I use o1 for research rather than coding. If I have a complex question that requires combining multiple ideas or references and checking the result, it's usually pretty good at that.
Sometimes that results in code, but it's the research and cross referencing that's actually useful with it
Its interesting to see these LLM tools turning developers into no-code customers. Where tools like visual site builders allowed those without coding experience to code a webpage, LLMs are letting those with coding experience to avoid the step of coding.
There's not even anything wrong with that, don't take my comment the wrong way. It is an interesting question of what happens at scale though. We could easily find ourselves in a spot where very few people know how to code and most producing code don't actually know how it works and couldn't find or fix a bug if they needed to. It also means LLMs would be stuck with today's code for a training set until it can invent its own coding paradigms and languages, at which point we're all left in the dust trusting it to work right.
There is this tool Aider. Takes your prompt, adds code files (sometimes not all of your code files but files it figures relevant) and prepares one long prompt, sends it to an LLM, receives the response, and makes a git commit based on the response.
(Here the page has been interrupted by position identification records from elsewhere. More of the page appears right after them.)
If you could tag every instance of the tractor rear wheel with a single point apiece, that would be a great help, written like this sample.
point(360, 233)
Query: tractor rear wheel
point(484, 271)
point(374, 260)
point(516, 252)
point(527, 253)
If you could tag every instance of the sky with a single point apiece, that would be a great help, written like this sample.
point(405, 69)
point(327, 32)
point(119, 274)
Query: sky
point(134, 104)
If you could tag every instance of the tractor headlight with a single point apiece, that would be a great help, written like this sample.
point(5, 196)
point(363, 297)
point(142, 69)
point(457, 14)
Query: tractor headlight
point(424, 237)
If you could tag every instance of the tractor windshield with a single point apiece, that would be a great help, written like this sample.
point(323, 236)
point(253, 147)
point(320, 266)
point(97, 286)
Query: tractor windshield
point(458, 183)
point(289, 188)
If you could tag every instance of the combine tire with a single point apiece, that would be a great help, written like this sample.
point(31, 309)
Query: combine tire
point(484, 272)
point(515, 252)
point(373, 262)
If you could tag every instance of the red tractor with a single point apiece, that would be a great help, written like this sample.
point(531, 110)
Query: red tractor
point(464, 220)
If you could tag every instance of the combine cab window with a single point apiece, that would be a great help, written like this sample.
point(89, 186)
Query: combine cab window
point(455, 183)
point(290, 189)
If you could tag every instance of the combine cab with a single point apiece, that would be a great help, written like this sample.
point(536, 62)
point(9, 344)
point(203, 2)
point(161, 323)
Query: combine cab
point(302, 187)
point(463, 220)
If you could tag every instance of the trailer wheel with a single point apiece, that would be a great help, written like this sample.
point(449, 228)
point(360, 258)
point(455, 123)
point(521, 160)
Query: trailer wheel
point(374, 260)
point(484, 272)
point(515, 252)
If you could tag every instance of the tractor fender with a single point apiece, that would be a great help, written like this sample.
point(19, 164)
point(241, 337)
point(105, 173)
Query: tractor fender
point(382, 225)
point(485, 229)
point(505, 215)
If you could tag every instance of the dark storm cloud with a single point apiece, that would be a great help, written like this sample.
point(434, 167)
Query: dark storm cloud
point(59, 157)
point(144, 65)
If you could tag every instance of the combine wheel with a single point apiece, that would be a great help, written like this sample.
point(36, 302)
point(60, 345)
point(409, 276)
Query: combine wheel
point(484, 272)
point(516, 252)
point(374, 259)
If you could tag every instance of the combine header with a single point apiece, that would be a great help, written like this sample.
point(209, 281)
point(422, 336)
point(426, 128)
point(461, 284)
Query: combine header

If you rather review git commits, it can save you the back-and-forth copy-pasting. https://aider.chat/
Note that the default mode will automatically change and commit the code, which I found counter-intuitive. I prefer using the architect mode, where it first tells you what it is going to do, so you can iterate on it before making changes.
This workflow is not perfect but I am definitely building out all the core features way faster than if I wrote the code myself, and the code is in quite a good state. Quite often I do some bits of cleanup, refactorings, making sure typings are complete myself, then update ChatGPT with what the code now looks like.
I think what people miss is there are dozens of different ways to apply AI to your day-to-day as a software engineer. It also helps with thinking things through, architecture, describing best practices.